Pouvoir d'achat : une France « quasi révolutionnaire »

Article paru sur Rue89.

Jean Viard, sociologue proche du PS, s'inquiète que « l'évolution des revenus [soit] moins rapide que celle des modes de vie ».

Jean Viard (Audrey Cerdan/Rue89).

Quand le sociologue Jean Viard, proche du Parti socialiste, se plonge dans les chiffres de notre pouvoir d'achat – qui n'a augmenté que de 1,2% en 2010 contre 1,6% en 2009 –, il pourfend les moyennes qui ne veulent rien dire et les politiques qui laissent faire. Quand il analyse la grande crise que nous traversons, il y voit une situation « quasi révolutionnaire ». Décoiffant.

Rue89 : Les Français ont l'impression que leur pouvoir d'achat baisse, les statisticiens et les économistes disent que non. Qui croire ?

Jean Viard : Prenons quelques chiffres sur dix ans. En 1998, les 10% les moins riches avaient un niveau de vie de 7100 euros par an et par personne. En 2008, hors inflation, ce chiffre avait augmenté de 13,7%, soit 970 euros de plus. Pour les 10% les plus riches, ce même indicateur a progressé de 27,3%  : ça fait 11 530 euros en plus. Et les 0,01% les plus riches, eux, ont gagné 360 000 euros de plus  ! Ça donne deux informations : la première, c'est que les écarts se creusent, et la seconde, que la moyenne n'a pas grand sens…

Le problème, c'est que nos modes de consommation nous coûtent de plus en plus cher. Il y a dix ans, on n'avait pas de téléphone portable, pas d'Internet, quasi pas d'abonnements à des bouquets de chaînes de télévision… L'évolution des modes de vie fait qu'on arrive moins bien à vivre au même standard – au sens où ces nouveaux produits sont maintenant entrés dans le standard. Le sentiment des gens n'est donc pas faux.

Jusqu'aux années 1990, l'évolution des revenus était suffisante pour absorber les innovations technologiques. Prenez le lave-linge, le lave-vaisselle, la télé couleur… Quand ça apparaissait, les riches l'achetaient tout de suite, les couches moyennes l'année d'après et les prolos deux ans plus tard. On savait que, quelle que soit sa position dans la société, son revenu permettrait d'avoir l'objet soit tout de suite, soit les années d'après.

Comme l'évolution des revenus est devenue moins rapide que celle des modes de vie, les choix qu'on est amené à faire ont augmenté. Les téléphones portables sont devenus les premiers concurrents du départ en vacances dans le poste de dépenses mobilité-loisirs : on ne peut pas remplacer une soupe par un téléphone portable, mais on peut gratter sur ses vacances. Cela montre que la croissance des salaires est insuffisante pour absorber le progrès technique.

 

La hausse des grosses dépenses comme le logement réduit le revenu disponible…
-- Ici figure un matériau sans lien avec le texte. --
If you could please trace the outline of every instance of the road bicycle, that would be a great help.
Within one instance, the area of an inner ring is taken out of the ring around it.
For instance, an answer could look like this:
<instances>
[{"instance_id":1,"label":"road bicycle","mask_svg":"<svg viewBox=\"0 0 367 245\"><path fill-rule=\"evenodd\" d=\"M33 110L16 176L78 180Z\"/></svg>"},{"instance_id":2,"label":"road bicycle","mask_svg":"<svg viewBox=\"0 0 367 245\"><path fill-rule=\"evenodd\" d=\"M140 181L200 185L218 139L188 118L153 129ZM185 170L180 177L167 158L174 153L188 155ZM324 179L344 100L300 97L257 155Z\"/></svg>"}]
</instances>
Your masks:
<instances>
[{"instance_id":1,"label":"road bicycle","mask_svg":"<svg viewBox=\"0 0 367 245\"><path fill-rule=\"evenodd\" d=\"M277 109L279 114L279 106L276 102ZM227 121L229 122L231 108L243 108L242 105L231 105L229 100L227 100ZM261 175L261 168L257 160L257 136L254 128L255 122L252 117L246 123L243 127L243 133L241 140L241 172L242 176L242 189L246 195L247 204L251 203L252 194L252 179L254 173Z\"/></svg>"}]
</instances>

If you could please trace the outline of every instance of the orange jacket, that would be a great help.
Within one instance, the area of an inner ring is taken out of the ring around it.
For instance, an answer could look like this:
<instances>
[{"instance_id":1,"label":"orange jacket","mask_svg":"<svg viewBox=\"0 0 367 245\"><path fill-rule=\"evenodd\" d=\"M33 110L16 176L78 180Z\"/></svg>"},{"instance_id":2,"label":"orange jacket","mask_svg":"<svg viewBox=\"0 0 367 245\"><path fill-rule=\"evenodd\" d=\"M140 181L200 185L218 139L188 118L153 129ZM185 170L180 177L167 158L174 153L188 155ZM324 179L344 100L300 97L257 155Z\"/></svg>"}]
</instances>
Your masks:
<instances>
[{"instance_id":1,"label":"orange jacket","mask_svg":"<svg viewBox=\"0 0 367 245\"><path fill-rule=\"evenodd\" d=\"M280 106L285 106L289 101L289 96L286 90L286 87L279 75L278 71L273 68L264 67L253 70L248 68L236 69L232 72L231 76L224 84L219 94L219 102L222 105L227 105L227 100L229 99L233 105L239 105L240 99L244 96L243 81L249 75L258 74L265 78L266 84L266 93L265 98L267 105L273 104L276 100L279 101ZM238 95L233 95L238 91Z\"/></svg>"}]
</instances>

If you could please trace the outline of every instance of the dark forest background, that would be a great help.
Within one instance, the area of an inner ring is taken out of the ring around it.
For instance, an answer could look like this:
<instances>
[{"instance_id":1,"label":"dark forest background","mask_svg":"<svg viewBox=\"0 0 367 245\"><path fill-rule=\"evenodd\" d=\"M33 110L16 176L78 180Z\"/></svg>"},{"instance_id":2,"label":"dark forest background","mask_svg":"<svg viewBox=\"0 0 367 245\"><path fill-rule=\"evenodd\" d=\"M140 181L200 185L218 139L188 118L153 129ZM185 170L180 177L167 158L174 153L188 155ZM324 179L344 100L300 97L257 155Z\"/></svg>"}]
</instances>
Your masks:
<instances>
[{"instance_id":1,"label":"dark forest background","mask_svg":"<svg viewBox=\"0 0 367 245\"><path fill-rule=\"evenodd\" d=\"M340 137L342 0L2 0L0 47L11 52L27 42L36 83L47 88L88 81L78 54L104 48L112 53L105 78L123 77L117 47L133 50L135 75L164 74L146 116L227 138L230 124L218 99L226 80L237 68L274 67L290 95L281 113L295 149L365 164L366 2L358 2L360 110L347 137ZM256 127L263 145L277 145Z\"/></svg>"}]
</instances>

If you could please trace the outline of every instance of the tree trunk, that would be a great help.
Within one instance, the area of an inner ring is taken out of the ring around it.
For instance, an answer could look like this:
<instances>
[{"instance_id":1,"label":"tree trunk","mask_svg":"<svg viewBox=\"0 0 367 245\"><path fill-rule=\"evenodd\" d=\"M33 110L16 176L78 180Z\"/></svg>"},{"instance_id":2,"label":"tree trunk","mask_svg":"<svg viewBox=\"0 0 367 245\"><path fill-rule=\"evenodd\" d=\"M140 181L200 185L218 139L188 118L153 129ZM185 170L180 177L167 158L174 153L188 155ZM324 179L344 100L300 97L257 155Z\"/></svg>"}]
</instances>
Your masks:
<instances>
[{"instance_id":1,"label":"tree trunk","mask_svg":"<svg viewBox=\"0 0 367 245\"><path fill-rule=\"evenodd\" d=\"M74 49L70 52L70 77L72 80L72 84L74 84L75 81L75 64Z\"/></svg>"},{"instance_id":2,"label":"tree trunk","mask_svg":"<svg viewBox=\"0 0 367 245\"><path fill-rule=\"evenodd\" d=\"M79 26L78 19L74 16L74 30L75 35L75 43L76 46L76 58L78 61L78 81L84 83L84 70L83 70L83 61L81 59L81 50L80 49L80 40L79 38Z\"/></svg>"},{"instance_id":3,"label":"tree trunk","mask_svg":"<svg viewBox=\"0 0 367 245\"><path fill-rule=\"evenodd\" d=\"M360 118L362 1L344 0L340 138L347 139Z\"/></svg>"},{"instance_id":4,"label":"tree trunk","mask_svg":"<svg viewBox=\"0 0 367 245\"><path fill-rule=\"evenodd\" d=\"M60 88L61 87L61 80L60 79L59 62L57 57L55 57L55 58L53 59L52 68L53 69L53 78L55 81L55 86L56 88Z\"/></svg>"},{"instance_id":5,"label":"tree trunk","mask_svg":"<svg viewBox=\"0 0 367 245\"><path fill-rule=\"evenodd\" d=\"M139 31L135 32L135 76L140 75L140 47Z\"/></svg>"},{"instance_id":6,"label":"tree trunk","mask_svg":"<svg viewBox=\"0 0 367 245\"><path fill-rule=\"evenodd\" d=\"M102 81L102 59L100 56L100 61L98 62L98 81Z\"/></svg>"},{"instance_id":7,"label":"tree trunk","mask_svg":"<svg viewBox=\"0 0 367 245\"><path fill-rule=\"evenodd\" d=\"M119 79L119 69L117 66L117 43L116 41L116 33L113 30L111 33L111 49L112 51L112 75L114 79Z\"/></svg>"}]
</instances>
Les dépenses contraintes ont effectivement augmenté : le logement et l'énergie sous toutes ses formes, chauffage, essence… Mais il y a une autre raison : en dix ans, la structure des prix a changé. Il y a de plus en plus de produits manufacturés qui viennent de loin et qui coûtent de moins en moins cher. Par contre, tout ce qui est quotidien – se nourrir, se loger, se soigner… – est fait avec des gens payés au même salaire que nous.

Prenez vos courses au supermarché : 70% des objets que vous achetez en dehors de l'alimentaire viennent d'Asie, et leur prix s'est effondré. Les productions européennes coûtent beaucoup plus cher, donc on a l'impression qu'il n'y a plus de logique dans les prix : bientôt, vous allez acheter un ordinateur pour le prix d'un kilo de pommes de terre !

Les réglementations ont aussi un effet pervers. On parle de « marché du logement » : si c'était un vrai marché, comme il y a une énorme demande, on construirait n'importe où. Heureusement, on régule ce marché, au nom de l »environnement, de la protection des paysages… On dit que c'est un marché, mais il n'arrête pas de produire de la norme, et la seule chose qui est libre c'est le prix, le loyer. Tout le reste est réglementé, et du coup, le prix n'a plus aucun sens : il n'est plus lié au coût de production du logement, ni à son coût d'entretien et de renouvellement. C'est un faux marché. Soit c'est libre, et alors on construit n'importe où, et les prix vont s'effondrer, soit c'est réglementé, et les loyers devraient l'être aussi.

Le logement est-il assez pris en compte dans l'indice des prix ?

L'indice des prix prend la masse des loyers disponibles et la divise par la masse des Français : que vous soyez propriétaire ou locataire, ça n'a plus du tout le même sens. Si vous avez un gros pouvoir d'achat, vous achetez beaucoup de produits technologiques qui viennent de loin et qui ne coûtent pas cher. En revanche, si vous êtes au RMI et si vous cherchez un pied-à-terre, vous êtes concerné directement par la hausse des prix.

Y a-t-il des catégories qui ont vu leur pouvoir d'achat réellement diminuer ?

La hiérarchie entre les différents groupes sociaux se modifie. C'est très visible pour le corps enseignant. Il y a vingt ans, les jeunes enseignants étaient à peu près à deux fois le smic. Aujourd'hui, c'est 1,4 fois. Ils ont perdu en pouvoir d'achat et en « respect », car c'est un peu la même chose : quand après six ans d'étude vous arrivez à un smic et demi, c'est un peu qu'on vous manque de respect.

Cela dit, on ne peut pas parler de baisse des revenus en France. On démarre plus bas que ses parents, du coup, on a un sentiment de déclassement. Il faut parler aussi de ceux qui ont des revenus discontinus, tous ces gens qui entrent dans la vie active, les jeunes avec de petits boulots, au RMI et qui ont du mal à trouver un logement, et aussi les femmes ouvrières, une partie des immigrés.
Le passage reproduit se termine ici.